September 20, 2017 By TonyJ Leave a Comment

TAKE ACTION: Testimony is accepted before September 22nd, 5PM on the CC2035 plan which includes goals to build new car parking structures with city backed bonds and parking meter revenue. Click this link for more information.


Portland City Council is considering a massive plan for the next 20 years of development in the central city. This plan is supposed to set the stage for a more sustainable, equitable, and livable city, but it contains plans to waste money on single-use commuter and visitor parking garages that will take decades to pay off, siphoning critical money we could use to transition to transit and other modes.

It is worse than wasteful to build publicly funded or financed parking garages in our central city. If the Convention Center Hotel Parking Garage is any indication, these hulking structures will be filled with car parking stalls costing more than $50,000 each. To pay back the loans required, those parking stalls will need to be filled with motor vehicles, parked at premium prices, nearly every day for the next 20-30 years.

This is a no-win situation for Portland. If those garages are profitable, it will mean that our goals to cut car traffic to downtown have failed. If we succeed at our critical and ambitious climate goals, then taxpayers will be on the hook for millions of dollars. It would be better to burn the money than build garages with it.

A 100 dollar bill burning.
It would be better to burn the money than spend it on a parking garage.

In the next two days, please take a minute and tell City Council that this is a very bad idea.

Let’s Use What We Have Already

The desire to build more parking is based on the belief of Prosper Portland and other groups that we don’t have enough car parking in the central city.
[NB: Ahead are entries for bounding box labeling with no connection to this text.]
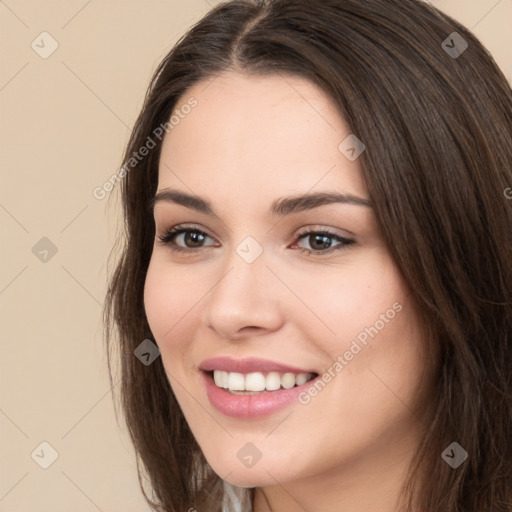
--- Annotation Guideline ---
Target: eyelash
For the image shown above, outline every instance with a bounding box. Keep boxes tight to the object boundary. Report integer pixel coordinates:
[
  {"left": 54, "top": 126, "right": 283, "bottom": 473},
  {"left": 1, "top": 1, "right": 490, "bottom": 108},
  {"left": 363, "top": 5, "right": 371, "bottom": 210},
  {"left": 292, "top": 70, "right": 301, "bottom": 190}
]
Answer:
[{"left": 157, "top": 225, "right": 355, "bottom": 256}]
This is debatable. There are many many thousands of parking stalls in the city, but at any given time they are empty due to regulations (residential parking in downtown can’t currently be leased to commuters) or they are parked up with cars that might not be there if we had higher prices for meters or if we had better transit. Let’s use smarter parking management tools to make better use of what we have. Let’s prioritize transit traffic on our streets so that taking the bus is a more viable option. We can make do with what we have now before future trends reduce parking demand.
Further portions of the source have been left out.